The Wall Street Journal, a Paper You Can Trust

I was thumbing through the current Atlantic (March 2006) recently, when I found this very angry letter to the editor from one Bob Bronson:
"I picked up the December issue at the airport because the article Why Iraq Has No Army by James Fallows caught my eye. Before I got to it, however, I read the Wall Street Journal editorial that mentioned the article and asserted that Mr. Fallows had not only never visited Iraq but had never interviewed anybody in either the U.S. or the Iraqi governments prior to writing it. After reading that, I decided not to invest the time in reading the article. If I want unknowledgeable anti-American propaganda, I can watch the network news.

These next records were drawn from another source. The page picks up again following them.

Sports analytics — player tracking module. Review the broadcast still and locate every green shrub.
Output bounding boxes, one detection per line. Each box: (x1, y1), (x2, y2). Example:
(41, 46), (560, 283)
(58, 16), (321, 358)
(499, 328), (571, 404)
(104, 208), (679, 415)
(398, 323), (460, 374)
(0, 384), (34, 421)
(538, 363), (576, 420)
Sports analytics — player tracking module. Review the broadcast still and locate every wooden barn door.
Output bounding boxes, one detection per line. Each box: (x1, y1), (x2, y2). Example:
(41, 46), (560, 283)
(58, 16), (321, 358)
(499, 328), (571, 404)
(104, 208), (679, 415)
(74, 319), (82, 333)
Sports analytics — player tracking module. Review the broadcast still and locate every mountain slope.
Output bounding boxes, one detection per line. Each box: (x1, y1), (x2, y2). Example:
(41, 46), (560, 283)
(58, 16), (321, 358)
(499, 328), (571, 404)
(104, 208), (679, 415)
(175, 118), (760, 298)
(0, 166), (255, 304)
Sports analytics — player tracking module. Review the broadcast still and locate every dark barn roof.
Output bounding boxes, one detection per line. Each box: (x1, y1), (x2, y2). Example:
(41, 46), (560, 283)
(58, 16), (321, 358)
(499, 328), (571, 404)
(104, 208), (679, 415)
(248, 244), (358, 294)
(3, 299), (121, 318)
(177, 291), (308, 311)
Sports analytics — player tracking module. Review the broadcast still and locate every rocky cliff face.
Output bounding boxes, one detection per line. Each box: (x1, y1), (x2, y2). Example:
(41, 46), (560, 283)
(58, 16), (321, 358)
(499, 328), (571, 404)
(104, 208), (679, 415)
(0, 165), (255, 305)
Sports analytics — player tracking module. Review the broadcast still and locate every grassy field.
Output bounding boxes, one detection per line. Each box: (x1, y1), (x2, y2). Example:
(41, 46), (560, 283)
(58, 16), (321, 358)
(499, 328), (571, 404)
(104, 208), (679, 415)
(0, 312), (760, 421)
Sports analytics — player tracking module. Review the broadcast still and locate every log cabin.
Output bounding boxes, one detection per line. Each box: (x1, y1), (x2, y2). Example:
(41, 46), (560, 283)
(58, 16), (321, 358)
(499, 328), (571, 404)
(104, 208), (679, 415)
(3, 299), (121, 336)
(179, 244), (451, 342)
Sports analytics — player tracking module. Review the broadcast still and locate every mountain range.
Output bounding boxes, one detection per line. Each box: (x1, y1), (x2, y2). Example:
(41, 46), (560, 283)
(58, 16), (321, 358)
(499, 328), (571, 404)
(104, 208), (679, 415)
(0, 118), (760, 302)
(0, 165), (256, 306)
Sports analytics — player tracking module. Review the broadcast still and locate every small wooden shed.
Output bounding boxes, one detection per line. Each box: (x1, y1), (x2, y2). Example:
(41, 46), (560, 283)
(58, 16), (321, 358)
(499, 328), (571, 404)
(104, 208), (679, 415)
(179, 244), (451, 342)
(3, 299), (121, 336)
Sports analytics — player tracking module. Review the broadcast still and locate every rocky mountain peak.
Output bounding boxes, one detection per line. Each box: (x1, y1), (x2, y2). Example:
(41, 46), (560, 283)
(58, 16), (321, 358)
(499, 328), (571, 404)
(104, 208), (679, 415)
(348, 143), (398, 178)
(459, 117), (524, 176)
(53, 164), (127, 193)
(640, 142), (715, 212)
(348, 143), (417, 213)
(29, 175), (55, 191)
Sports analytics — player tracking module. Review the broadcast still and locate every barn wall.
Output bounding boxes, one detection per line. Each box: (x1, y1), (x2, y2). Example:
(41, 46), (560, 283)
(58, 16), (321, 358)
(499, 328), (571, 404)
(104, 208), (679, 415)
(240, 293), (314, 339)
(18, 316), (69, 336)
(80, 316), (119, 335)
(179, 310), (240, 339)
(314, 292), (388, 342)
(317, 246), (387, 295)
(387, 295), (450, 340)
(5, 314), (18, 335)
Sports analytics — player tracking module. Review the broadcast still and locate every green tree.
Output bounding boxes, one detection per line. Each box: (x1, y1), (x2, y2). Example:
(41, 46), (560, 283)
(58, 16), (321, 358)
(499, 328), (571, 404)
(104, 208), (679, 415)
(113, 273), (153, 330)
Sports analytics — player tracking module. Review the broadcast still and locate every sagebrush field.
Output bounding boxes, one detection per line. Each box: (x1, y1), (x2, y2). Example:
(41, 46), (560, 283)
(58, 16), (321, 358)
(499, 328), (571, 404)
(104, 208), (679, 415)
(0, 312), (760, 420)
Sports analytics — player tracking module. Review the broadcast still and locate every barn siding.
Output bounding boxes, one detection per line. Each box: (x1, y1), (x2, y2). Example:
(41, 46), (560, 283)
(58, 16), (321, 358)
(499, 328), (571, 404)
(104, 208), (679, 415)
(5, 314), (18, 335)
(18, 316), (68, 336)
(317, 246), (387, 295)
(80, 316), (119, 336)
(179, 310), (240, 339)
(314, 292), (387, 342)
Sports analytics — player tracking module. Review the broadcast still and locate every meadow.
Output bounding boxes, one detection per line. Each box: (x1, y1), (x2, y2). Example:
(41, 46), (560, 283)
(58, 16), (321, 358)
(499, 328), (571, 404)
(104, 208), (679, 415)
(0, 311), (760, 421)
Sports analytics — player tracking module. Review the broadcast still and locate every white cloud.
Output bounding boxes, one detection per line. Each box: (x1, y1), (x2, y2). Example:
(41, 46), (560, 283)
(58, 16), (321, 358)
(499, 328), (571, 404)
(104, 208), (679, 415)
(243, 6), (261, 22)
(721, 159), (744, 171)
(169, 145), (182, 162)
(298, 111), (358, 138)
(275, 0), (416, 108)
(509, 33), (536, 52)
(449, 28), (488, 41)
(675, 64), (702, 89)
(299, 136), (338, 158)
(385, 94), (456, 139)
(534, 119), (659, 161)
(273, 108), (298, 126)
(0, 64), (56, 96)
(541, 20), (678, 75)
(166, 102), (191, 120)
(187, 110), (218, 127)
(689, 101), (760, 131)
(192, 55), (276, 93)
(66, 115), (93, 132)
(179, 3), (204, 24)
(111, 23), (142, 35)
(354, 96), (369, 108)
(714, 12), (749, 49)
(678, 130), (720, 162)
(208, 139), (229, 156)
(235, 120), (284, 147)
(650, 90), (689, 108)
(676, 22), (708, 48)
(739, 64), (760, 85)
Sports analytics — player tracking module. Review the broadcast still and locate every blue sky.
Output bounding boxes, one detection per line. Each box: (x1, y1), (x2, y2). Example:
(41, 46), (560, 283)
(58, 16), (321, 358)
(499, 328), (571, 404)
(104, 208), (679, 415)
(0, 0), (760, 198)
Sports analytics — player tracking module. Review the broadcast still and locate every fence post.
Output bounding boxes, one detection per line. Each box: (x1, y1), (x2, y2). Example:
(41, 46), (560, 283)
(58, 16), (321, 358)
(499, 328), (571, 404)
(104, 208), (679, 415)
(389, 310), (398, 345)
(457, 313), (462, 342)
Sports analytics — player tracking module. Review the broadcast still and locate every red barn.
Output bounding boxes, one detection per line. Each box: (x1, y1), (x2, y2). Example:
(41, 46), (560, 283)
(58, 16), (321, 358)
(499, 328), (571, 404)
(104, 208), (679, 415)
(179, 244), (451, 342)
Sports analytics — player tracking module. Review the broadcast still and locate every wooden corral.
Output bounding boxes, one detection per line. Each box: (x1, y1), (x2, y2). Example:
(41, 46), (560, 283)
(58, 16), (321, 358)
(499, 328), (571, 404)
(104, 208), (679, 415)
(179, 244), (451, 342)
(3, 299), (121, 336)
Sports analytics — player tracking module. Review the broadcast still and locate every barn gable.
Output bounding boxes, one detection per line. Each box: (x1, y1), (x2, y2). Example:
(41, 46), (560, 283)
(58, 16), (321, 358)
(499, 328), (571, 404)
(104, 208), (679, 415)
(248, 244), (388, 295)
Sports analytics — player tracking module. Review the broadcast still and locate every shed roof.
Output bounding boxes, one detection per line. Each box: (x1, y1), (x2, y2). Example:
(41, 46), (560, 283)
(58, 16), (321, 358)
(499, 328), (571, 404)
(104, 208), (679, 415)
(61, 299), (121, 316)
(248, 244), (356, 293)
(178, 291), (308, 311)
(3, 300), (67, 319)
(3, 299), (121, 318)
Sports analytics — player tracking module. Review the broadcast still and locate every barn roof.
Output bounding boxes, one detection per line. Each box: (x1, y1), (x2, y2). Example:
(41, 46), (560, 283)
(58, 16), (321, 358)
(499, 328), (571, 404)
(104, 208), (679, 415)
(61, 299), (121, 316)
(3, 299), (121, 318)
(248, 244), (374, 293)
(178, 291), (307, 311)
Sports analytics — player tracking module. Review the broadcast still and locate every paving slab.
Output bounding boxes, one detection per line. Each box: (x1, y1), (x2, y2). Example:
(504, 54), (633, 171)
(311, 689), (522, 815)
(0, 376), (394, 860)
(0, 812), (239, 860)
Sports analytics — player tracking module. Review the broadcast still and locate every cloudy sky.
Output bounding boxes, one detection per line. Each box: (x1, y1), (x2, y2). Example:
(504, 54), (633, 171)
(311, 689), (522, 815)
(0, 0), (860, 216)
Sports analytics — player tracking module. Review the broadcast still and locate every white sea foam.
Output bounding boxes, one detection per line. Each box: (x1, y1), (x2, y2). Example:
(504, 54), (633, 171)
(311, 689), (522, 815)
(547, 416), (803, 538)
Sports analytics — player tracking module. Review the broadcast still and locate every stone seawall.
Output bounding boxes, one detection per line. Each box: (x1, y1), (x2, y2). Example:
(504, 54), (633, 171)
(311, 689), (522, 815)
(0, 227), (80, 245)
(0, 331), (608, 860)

What's this? An act of dishonesty at my favorite magazine? Well, no. Replied Fallows on the very same page:
About the Wall Street Journal’s editorial page: the allegation that Bob Bronson mentions was and is preposterous. The Journal’s editorial cited an unnamed source in the Multinational Security Training Command in Iraq—the organization responsible for training Iraqi troops—and claimed that I “didn’t even contact them while reporting the article or at anytime during at least the past nine months.” That is flatly untrue. I interviewed many members of that organization (among other civilian and military officials I spoke with), including its then commander, Lieutenant General Dave Petraeus, and his deputy. The Journal’s editorial writers would have known this claim was false had they checked with me or this magazine before publishing, which they did not do. Indeed, they would have known this if they had even looked at my article before criticizing it, since it contained lengthy quotes from Petraeus and an explanation of which interview requests the Pentagon press office had approved and denied. Mr. Bronson would have known all this if he had seen the next day’s issue of The Journal, which published a retraction of the false claim.
I wonder how many other people missed Fallow's article due to the Journal's baseless slander (and I wonder how I missed this story from last December? ) Anyway, it's all just a day at the office for the Wall Street Journal which, unlike the Times, won't even employ a columnist from the other side of the aisle. There's no equivlent of Brooks or Teirny over at the Journal, you see.